In other previous studies,19, 20, 26 the respiratory function parameters decreased slightly in the dental technicians group although there was no statistical significant difference between the two groups. In our study, the mean values for % FCV, % FEF25, and % FEF50 decreased significantly in male dental technicians. There was a positive interaction between smoking and exposure for the decrease of all spirometric parameters.

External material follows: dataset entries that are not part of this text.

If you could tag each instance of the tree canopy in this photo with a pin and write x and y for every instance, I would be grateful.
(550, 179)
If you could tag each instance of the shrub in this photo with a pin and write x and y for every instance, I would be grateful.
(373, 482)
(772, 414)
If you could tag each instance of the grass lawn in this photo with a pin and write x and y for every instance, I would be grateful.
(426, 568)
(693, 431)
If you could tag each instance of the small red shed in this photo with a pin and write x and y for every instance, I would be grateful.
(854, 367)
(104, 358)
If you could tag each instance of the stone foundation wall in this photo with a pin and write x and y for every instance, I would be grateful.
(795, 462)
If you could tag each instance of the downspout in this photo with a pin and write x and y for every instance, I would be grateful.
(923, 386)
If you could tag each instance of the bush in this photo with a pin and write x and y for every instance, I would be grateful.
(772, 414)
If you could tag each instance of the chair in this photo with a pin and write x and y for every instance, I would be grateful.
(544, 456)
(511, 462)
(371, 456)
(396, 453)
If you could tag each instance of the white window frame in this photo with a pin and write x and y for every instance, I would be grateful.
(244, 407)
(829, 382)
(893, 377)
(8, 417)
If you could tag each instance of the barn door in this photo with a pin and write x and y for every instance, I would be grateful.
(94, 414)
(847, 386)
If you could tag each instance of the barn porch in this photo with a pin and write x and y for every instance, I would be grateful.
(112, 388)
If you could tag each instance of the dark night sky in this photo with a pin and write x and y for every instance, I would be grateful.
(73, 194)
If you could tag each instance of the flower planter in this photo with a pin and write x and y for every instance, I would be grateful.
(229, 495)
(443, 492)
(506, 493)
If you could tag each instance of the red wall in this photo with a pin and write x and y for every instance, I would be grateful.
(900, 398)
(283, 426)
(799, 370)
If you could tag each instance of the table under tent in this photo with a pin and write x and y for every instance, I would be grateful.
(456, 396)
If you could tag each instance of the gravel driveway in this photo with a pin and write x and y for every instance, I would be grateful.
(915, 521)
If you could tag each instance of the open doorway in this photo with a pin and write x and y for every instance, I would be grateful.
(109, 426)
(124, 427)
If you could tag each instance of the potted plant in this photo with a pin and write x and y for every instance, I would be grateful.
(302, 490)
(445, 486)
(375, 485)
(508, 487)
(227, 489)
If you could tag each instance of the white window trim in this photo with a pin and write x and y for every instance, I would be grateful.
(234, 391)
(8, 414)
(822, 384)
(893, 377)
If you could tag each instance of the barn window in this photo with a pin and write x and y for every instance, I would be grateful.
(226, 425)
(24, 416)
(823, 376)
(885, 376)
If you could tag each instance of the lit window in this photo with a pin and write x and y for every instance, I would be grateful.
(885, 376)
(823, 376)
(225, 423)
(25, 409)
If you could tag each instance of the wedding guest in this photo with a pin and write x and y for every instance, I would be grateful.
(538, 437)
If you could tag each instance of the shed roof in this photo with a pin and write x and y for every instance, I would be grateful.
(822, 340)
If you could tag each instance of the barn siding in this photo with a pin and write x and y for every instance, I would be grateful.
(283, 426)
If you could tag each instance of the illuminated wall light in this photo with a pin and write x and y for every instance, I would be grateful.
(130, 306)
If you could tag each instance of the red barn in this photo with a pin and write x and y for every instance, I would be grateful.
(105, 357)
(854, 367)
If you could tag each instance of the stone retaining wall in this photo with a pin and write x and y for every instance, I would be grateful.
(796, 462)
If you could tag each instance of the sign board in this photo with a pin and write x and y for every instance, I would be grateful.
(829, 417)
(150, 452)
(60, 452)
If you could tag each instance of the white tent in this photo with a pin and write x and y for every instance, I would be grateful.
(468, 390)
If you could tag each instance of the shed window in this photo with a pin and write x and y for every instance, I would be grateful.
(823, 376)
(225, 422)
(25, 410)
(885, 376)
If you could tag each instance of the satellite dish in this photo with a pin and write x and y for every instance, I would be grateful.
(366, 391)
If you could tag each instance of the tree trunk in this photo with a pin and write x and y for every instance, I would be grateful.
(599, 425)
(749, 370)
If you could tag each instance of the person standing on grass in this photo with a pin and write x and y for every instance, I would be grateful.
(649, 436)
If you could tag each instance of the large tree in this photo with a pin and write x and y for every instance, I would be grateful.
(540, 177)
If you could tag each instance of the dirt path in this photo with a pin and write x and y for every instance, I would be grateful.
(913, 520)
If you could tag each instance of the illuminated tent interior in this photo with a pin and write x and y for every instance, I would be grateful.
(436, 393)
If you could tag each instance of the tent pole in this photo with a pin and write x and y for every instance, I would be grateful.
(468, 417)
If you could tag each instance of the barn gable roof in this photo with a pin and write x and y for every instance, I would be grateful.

The prevalence of small opacities with a profusion ≥1/0 (12.3% for a mean duration of dental work of 16.5 years) was somewhat higher than the prevalence reported in the previous studies (11.8% for a mean duration of 28.4 years for Choudat and colleagues,19 12.9% for a duration of 20 years for Sherson and colleagues,20 4.5% for a mean of 12.8 years of exposure for Rom and colleagues17). The dental technician population studied in Bourgogne and Franche-Comté is young (mean age 36.6 years) but surprisingly, the prevalence of pneumoconiosis is high compared to other studies. In particular, the prevalence was similar compared to Choudat and colleagues' study, whose target population were older (mean age 46.9 years) than our population and were self employed dental technicians. There is already an effect of lung abnormalities on respiratory symptoms and spirometric parameters. Our study found a relation between small opacities and an exposure to asbestos in the past; we found no significant relation between radiographic signs and a particular type of prosthesis manufactured by the dental workers (metal, ceramic, or resin). Sherson et al showed that dental technicians with pneumoconiosis were employed in the production of chromium–cobalt prostheses.20 In the study by Rom et al there was a relation between pneumoconiosis and exposure to metal alloys.17 Numerous airborne contaminants can be generated during manufacture of the prostheses, and association between pneumoconiosis and a specific agent is difficult to show.

In most small laboratories, there is no suitable exhaust and ventilation system in workplaces, so that many processes used by dental technicians probably expose them to numerous dangerous airborne contaminants responsible for complex pneumoconiosis, particularly to silica during preparation of refractory material, breaking of the mould, sandblasting, and polishing. Hand finishing exposes them to metal alloys, beryllium, and resin. Most of the current chromium–cobalt alloys are free of beryllium but their exact composition is not always known.

The signs of early morbidity increasing with the duration of work in dental manufacture are worrying. Most dental technicians start working at the age of 18 and do not change their employment. Moreover, this population is still at risk of pneumoconiosis. This study confirms the need for adequate technical prevention measures, control of occupational exposure, and the replacement of dangerous material when possible (silica, heavy metals, beryllium).